At the university, the young Judith radicalized her politics. As an unmatriculated student she was never in line for a degree, but her originality remains chastening even in retrospect. Twenty years later I sat listening to the same anthropology lectures she heard and it simply never occurred to me that the stuff about the Aboriginals was dynamite. Young Judith got the point from the jump. On that and every other social issue, she went left in a big way, although communism was too authoritarian to hold her: too authoritarian, and possibly too plebeian. Essentially a patrician proto-hippie, she would remain unique until the late 1960s made her look normal. But to be radical in politics was unremarkable: the Depression was not yet over. (In Australia the Depression and the war were continuous: fifteen years in a hard school.) Her really radical radicalism was in her love life.
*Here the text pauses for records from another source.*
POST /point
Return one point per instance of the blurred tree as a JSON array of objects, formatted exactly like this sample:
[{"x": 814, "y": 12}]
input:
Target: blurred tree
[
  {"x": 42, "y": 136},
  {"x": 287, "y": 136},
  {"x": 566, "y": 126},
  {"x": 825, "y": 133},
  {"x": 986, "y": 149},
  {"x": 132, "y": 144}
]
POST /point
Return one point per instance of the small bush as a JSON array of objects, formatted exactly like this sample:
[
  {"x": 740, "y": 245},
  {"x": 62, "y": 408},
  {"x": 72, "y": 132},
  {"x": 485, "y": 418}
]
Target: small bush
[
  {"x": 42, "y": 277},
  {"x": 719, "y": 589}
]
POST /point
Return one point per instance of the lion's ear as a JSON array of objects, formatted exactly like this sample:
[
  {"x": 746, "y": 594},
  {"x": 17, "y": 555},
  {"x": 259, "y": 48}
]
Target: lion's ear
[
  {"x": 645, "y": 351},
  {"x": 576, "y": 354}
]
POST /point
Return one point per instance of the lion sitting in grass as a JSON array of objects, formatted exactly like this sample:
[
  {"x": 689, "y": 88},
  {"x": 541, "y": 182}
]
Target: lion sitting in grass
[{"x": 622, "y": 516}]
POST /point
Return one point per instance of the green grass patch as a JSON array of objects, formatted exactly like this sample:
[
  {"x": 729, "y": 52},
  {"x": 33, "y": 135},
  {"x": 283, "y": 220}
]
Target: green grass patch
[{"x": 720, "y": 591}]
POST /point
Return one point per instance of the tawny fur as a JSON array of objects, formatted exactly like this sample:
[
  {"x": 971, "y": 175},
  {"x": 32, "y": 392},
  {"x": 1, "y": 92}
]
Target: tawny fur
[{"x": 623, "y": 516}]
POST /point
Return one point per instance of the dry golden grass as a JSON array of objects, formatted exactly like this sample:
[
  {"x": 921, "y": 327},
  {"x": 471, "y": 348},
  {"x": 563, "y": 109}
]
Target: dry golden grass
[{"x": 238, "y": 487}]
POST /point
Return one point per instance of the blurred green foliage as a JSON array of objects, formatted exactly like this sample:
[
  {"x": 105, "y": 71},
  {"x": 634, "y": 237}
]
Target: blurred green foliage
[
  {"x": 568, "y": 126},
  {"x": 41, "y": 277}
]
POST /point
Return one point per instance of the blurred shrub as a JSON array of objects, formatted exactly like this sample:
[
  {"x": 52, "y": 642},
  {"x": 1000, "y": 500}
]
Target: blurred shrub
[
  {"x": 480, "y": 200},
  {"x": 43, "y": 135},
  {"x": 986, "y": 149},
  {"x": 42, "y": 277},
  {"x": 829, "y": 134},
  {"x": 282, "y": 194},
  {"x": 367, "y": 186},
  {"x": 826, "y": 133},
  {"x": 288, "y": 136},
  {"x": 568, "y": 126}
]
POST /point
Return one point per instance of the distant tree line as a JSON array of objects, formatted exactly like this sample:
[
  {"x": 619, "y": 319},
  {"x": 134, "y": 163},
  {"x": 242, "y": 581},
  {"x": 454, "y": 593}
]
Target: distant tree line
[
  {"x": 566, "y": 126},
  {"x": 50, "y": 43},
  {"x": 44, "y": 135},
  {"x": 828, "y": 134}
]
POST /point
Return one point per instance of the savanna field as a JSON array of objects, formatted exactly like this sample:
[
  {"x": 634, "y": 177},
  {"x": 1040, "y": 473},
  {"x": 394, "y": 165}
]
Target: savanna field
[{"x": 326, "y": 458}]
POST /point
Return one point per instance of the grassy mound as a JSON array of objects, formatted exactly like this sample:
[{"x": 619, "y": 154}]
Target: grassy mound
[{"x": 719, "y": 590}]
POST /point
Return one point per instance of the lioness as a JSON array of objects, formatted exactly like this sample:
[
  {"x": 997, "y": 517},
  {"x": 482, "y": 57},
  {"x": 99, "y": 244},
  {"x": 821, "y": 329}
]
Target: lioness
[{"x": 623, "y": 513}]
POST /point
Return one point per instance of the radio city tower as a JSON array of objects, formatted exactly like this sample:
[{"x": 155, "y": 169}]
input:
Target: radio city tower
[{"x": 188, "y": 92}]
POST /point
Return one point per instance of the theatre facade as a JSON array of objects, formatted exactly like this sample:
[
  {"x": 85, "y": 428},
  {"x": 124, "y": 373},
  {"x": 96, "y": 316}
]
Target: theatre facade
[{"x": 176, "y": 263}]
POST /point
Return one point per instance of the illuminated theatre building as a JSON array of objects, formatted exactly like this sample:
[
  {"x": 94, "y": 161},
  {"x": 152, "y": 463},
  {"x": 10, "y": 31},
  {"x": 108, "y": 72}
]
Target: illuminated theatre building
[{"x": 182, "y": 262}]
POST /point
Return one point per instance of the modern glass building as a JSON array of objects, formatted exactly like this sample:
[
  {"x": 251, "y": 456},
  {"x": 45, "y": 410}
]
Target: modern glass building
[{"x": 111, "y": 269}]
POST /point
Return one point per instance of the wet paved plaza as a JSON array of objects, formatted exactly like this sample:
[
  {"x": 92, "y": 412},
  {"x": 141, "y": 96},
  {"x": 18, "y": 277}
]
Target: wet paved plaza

Upstate, in the vast rural area where New South Wales has its own New England, in the territory of the grand families where the marriageability of daughters counted—it still does—she had been a hopeless case. In Sydney's Kings Cross she found her context. Along with Darlinghurst and Paddington, Kings Cross has been romanticized in retrospect as a combination of the Left Bank, Schwabing, Greenwich Village and ancient Rome on a Saturday night. Actually, there was barely a square mile where unconventional behaviour could have been observed by an invisible man. Even in my day, the area's resident succubus, Rosaleen Norton, got into the newspapers mainly for wearing green eyeshadow and staying up past her bedtime. Pre-war, it counted as devil worship to drink red wine out of a teacup. My father and mother shared a room in Darlinghurst but they were careful to get married first: somebody might have called the police. Yet Judith Wright took lovers. In the plural! Still amazing after sixty years, this news is set down by her biographer in a neutral tone, as if it were merely a defiant gesture, and not the equivalent of throwing a bomb at the Governor General. For once it is the lack of salacious details, and not their irrelevant plenitude, that drives the reader crazy. Who were these men?